Questo lo sfondo si sviluppa l’articolo di Andrea Prontera (Università di Macerata), pubblicato su ENERGIA 2.20, che mette in evidenza i limiti e le potenzialità dei Piani Nazionali Integrati per l’Energia e il Clima (PNIEC), tassello importante della nuova governance energetica e climatica europea che l’Unione Europea ha adottato dopo che “L’approccio di mercato seguito (…) si è rivelato inadeguato di fronte alle nuove sfide della sicurezza energetica e della lotta al cambiamento climatico.”

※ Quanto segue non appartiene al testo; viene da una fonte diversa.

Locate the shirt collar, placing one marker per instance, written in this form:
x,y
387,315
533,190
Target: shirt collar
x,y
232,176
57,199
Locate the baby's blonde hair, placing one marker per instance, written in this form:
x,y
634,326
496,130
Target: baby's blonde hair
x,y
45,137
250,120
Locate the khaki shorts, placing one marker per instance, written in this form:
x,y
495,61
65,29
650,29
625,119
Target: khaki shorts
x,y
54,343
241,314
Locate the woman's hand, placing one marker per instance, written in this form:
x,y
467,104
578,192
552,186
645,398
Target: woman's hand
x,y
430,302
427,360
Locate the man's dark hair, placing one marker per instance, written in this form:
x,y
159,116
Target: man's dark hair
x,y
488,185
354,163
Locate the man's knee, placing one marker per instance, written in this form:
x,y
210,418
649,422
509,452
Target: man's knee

Il recupero degli strumenti di programmazione non rappresenta una semplice riedizione del passato, in quanto riadattati e incentrati sul binomio mercato-governance piuttosto che Stato-governo

“Come sottolineato nei documenti dell’UE, tali piani rispondono a una duplice esigenza. Da un lato, accrescere il coordinamento orizzontale (fra settori) e verticale (fra livelli di governo) nelle politiche energetiche e climatiche nazionali. Dall’altro lato, facilitare gli investimenti privati, aumentando le «investor certainty» e «investor confidence» (3) grazie ai nuovi strumenti di programmazione pluriennale”. Non manca tuttavia un’altra lente analitica, che inquadra i PNIEC “fra quelle forme di governance che la Commissione europea adotta per influenzare le politiche nazionali in maniera indiretta (…) laddove molte competenze rimangono nelle mani degli Stati”.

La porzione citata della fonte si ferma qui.